PEDDOSE.NET

Das EU-Projekt PEDDOSE.NET sammelte und bewertete das vorhandene Wissen über altersabhängige Dosimetrie radioaktiver Substanzen, die aktuell für bildgebende diagnostische Verfahren in der Nuklearmedizin verwendet werden. Außerdem entwickelte es Empfehlungen für verbesserten Patientenschutz bei der Bildgebung und identifizierte Wissenslücken über das Verhalten von Radiopharmaka.

Projektteilnehmer

Das Projekt wurde vom European Institute for Biomedical Imaging Research (EIBIR) koordiniert. Es bestand aus fünf Teilnehmern aus Belgien, Deutschland, Frankreich und Österreich mit umfassenden Kenntnissen in nuklearmedizinischer Dosimetrie. Wissenschaftlicher Koordinator war Prof. Michael Lassmann von der Abteilung Nuklearmedizin der Universität Würzburg in Deutschland. Das Projekt wurde von der European Association of Nuclear Medicine (EANM) unterstützt, der wissenschaftlichen Vereinigung der in der europäischen Nuklearmedizin Beschäftigten. Der wissenschaftliche Beirat, bestehend aus Repräsentanten der wissenschaftlichen und industriellen Vereinigungen aus dem Bereich der Nuklearmedizin, stellte sicher, dass die Projektergebnisse schnell und umfassend verbreitet wurden.

Datensammlung

Um die beschriebenen Aufgaben zu erfüllen, wurden existierende Daten über Biokinetik, Dosimetrie und dosisabhängige Risiken für diagnostische Radiopharmaka für Kinder und Erwachsene gesammelt und bewertet.
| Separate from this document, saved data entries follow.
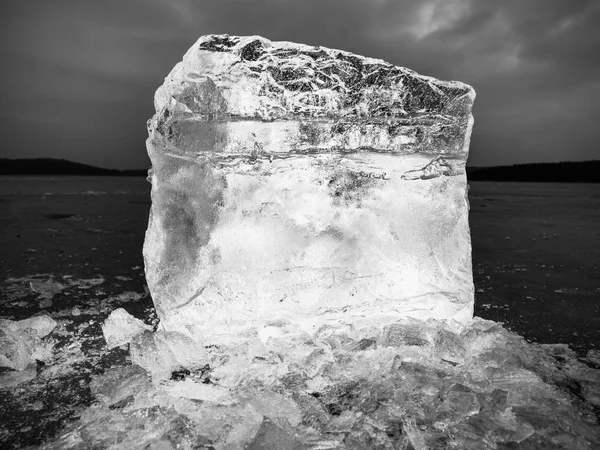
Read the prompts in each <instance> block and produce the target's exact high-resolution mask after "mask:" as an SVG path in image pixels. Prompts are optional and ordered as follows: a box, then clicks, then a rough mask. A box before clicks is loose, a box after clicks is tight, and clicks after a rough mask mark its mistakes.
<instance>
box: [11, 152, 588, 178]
mask: <svg viewBox="0 0 600 450" xmlns="http://www.w3.org/2000/svg"><path fill="white" fill-rule="evenodd" d="M0 175H17V176H20V175H77V176H129V177H131V176H133V177H138V176H139V177H146V176H147V175H148V170H147V169H137V170H117V169H105V168H102V167H95V166H90V165H88V164H81V163H77V162H73V161H68V160H65V159H54V158H36V159H8V158H0ZM467 178H468V180H469V181H521V182H545V183H600V160H591V161H577V162H569V161H563V162H557V163H532V164H516V165H512V166H493V167H467Z"/></svg>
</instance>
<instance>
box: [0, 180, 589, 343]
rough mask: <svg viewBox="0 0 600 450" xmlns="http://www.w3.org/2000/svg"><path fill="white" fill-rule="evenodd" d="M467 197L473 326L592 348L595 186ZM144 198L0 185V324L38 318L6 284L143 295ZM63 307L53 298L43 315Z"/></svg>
mask: <svg viewBox="0 0 600 450" xmlns="http://www.w3.org/2000/svg"><path fill="white" fill-rule="evenodd" d="M470 185H471V189H470V193H469V198H470V203H471V214H470V224H471V235H472V244H473V268H474V276H475V288H476V303H475V314H476V315H477V316H480V317H483V318H486V319H492V320H496V321H500V322H502V323H504V325H505V326H506V327H507V328H509V329H511V330H513V331H515V332H517V333H519V334H521V335H523V336H525V337H526V338H527V339H529V340H532V341H536V342H541V343H566V344H569V345H570V346H571V347H572V348H573V349H575V350H577V351H578V352H583V353H585V352H586V351H587V350H589V349H593V348H596V346H598V345H600V344H599V343H600V311H599V308H600V301H599V298H600V229H599V228H598V224H599V223H600V185H592V184H559V183H556V184H550V183H496V182H474V183H470ZM149 192H150V185H149V183H148V182H147V181H146V180H145V179H144V178H133V177H132V178H128V177H123V178H121V177H33V176H32V177H25V176H20V177H0V248H2V249H3V251H2V252H1V253H0V266H1V272H0V288H2V289H3V290H2V291H0V317H2V318H13V319H20V318H25V317H29V316H31V315H32V314H34V313H35V312H37V311H39V304H38V302H37V301H36V302H33V301H32V302H31V303H30V304H24V303H23V302H22V301H21V302H9V301H8V297H7V294H6V292H5V289H4V288H3V286H4V287H5V286H6V285H5V283H4V281H5V280H7V279H9V278H18V277H27V276H31V275H34V274H52V275H54V276H55V277H64V276H71V277H74V278H75V279H88V278H93V277H96V276H102V277H104V278H105V279H106V280H107V281H106V283H104V284H103V290H104V291H105V293H106V295H108V294H110V293H114V294H116V293H118V292H119V290H120V291H121V292H122V291H124V290H125V291H135V292H143V291H144V288H145V279H144V276H143V259H142V244H143V240H144V233H145V230H146V225H147V220H148V210H149V207H150V198H149ZM115 277H119V278H120V279H115ZM99 298H100V299H101V297H99ZM141 301H142V302H146V303H148V304H143V305H139V308H141V309H145V308H147V307H148V306H149V305H150V304H151V303H149V302H150V299H149V298H148V297H145V298H144V299H143V300H141ZM65 302H66V303H65ZM73 302H75V303H76V299H73V298H67V297H66V296H64V295H62V294H58V295H57V296H56V297H55V298H54V305H53V306H52V307H51V308H61V307H64V306H65V305H67V304H68V305H71V303H73ZM134 309H135V308H134ZM132 312H133V311H132Z"/></svg>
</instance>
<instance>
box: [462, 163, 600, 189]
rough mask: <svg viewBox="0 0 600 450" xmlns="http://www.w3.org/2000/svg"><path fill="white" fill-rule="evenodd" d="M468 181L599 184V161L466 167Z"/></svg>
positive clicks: (599, 178) (534, 163) (599, 170)
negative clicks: (581, 183)
mask: <svg viewBox="0 0 600 450" xmlns="http://www.w3.org/2000/svg"><path fill="white" fill-rule="evenodd" d="M467 178H468V179H469V181H537V182H546V183H600V160H592V161H577V162H567V161H565V162H558V163H534V164H517V165H514V166H495V167H467Z"/></svg>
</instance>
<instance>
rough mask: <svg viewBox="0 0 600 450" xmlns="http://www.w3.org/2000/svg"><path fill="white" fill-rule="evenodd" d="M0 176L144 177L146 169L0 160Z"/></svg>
mask: <svg viewBox="0 0 600 450" xmlns="http://www.w3.org/2000/svg"><path fill="white" fill-rule="evenodd" d="M0 175H19V176H20V175H78V176H109V177H146V176H148V169H134V170H117V169H105V168H103V167H95V166H90V165H88V164H82V163H78V162H73V161H68V160H66V159H55V158H34V159H8V158H0Z"/></svg>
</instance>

Die Zusammensetzung des Konsortiums garantierte den Kontakt zu internationalen Organisationen wie der Internationalen Strahlenschutzkommission (ICRP) oder dem Medical Internal Radiation Dose (MIRD) Komitee der Society of Nuclear Medicine sowie zu nationalen Strahlenschutzbehörden und damit den Zugang zu Informationen über die aktuellen Entwicklungen auf diesem Gebiet. Außerdem wurden Daten über gerätespezifische Parameter bei der Bildgebung und die dazugehörigen Phantome gesammelt, um damit Möglichkeiten der Dosisreduktion bei nuklearmedizinischen Untersuchungen (Schwerpunkt Pädiatrie) und bei der Computertomographie in Hybridscannern zu identifizieren.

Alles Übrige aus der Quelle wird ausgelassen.